/3DRegNet

Primary LanguagePythonMIT LicenseMIT

3DRegNet: A Deep Neural Network for 3D Point Registration

G. Dias Pais1, Pedro Miraldo1,2, Srikumar Ramalingam3,
Jacinto C. Nascimento1, Venu Madhav Govindu4, and Rama Chellappa5

1Instituto Superior Tecnico, Lisboa 2KTH Royal Institute of Technology 3University of Utah
4Indian Institute of Science, Bengaluru 5University of Maryland, College Park
E-Mail: goncalo.pais@tecnico.ulisboa.pt

intro fig

This project provides the opensource code for 3DRegNet, a deep learning algorithm for the registration of 3D scans. Given a set of 3D point correspondences, we build a deep neural network using deep residual layers and convolutional layers to achieve two tasks: (1) classification of the point correspondences into correct/incorrect ones, and (2) regression of the motion parameters that can align the scans into a common reference frame.

If you want to use this open source, please cite:

@article{pais19,
  title={3DRegNet: A Deep Neural Network for 3D Point Registration},
  author={G. Dias Pais and Pedro Miraldo and Srikumar Ramalingam and
            Jacinto C. Nascimento and Venu Madhav Govindu and Rama Chellappa},
  journal={arXiv:1904.01701},
  year={2019}
}

Method

We build a deep neural network using deep residual layers and convolutional layers to achieve. The network architecture is shown below.

Classification Block: The input to our network is a set of 3D point correspondences. Each point correspondence (6-tuples) is processed by a fully connected layer with 128 ReLU activation functions. There is weight sharing for each of the individual N point correspondences, and the output is of dimension Nx128 where we generate 128 dimensional features from every point correspondence. The Nx128 output is then passed through 12 deep ResNet blocks, with weight-shared fully connected layers instead of convolutional layers. At the end, we use another fully connected layer with ReLU followed by tanh units to produce the weights.

Registration Block: The input to this block are the features extracted from the point correspondences. We use pooling to extract meaningful features of dimensions 128x1 from each layer of the classification block. We extract features at 13 stages of the classification, i.e., the first one is extracted before the first ResNet block and the last one is extracted after the last (12th) ResNet block. After the pooling is completed, we apply context normalization and concatenate the 13 feature maps (size 13x128), which is then passed on to a convolutional layer, with 8 channels. The output of the convolution will then be injected in two fully connected layers with 256 filters each, with ReLU between the layers, that generate the output of six transformation parameters, in which the rotation is parameterized by the axis-angle representation (other representations for the rotation are available in the config.py).

Configuration

The project requires pip and CUDA 9 or 10. To install the required python libraries run the code below:

pip install -r requirements.txt

Train

The network hyperparameters and other configurations can be change in the config.py. To train the network, run the following code:

makedir logs

python3 main.py --log_dir=[NAME] 

The weights will be saved in the log directory and can be later used for testing.

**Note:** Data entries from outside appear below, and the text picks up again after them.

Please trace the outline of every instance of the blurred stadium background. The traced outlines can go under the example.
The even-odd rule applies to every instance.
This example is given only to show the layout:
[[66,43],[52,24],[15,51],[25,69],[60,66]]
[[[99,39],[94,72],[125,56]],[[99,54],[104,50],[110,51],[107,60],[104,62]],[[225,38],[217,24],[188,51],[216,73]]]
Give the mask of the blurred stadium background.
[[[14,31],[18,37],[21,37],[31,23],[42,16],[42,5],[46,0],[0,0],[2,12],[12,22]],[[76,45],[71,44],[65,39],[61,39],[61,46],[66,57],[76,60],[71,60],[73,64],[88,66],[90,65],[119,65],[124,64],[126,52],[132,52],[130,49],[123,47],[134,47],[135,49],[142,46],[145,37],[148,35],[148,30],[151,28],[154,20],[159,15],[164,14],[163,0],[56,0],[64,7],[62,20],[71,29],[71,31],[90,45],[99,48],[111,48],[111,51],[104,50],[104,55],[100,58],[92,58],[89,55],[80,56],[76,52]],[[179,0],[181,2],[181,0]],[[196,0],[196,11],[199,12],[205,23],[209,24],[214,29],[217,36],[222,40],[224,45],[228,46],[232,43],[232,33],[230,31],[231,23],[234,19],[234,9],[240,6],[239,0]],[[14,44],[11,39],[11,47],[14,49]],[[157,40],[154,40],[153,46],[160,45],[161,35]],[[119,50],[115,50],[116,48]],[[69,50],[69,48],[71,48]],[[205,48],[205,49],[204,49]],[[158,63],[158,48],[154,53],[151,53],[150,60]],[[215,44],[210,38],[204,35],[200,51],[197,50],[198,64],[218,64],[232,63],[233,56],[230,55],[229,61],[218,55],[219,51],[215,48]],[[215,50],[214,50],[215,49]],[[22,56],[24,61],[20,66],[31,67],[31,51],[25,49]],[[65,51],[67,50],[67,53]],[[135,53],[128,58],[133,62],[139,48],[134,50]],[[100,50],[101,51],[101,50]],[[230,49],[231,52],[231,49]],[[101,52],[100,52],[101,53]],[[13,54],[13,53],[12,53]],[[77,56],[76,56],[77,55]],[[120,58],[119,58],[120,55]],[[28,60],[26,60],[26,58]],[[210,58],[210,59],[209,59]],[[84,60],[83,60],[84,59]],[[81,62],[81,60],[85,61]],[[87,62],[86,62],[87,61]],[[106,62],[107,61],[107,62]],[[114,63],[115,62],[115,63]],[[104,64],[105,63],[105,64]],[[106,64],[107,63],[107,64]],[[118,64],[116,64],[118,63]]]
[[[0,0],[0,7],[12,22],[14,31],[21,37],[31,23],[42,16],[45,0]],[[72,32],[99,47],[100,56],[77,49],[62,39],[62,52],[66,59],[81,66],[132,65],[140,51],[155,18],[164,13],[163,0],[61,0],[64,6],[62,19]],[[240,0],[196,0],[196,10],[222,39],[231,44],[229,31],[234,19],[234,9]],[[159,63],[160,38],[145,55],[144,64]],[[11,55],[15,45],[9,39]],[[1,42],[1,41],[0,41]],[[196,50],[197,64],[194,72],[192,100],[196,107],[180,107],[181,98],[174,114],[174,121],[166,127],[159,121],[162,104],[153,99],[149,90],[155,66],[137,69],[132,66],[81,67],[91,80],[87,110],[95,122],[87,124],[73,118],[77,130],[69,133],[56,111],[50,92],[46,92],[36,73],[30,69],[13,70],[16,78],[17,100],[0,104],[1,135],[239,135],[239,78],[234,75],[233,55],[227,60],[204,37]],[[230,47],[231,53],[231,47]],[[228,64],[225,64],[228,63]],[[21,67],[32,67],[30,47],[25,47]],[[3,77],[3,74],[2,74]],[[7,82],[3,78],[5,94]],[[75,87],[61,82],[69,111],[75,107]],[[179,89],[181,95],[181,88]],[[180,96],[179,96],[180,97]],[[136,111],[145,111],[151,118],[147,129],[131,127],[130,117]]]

The SUN3D dataset ready for training, i.e. the 3D correspondences given by FPFH, and the weights for a pre-trained network using this dataset are available for download in the following this link.

To train and test the network with this dataset, one should unzip the sun3d.zip file into the data folder to have a folder tree such as

data/sun3d/(test, train)

Test

To test the trained network, use the code below:

python3 main.py --log_dir=[NAME] --run_mode=test

where the name of the log directory is the name of the derised tested directory.

Some Results

Examples of the registration of 30 scans using the 3DRegNet, the FGR, and the RANSAC methods. Instead of just considering the alignment of a pair of 3D scans, we aim at aligning 30 3D scans. We use the same threescenes in the SUN3D data-set (no additional datasets were used, and no additional parameter tuning was done): MIT, Brown, and Harvard sequences in theSUN3D data-set. These sequences were not used in the training.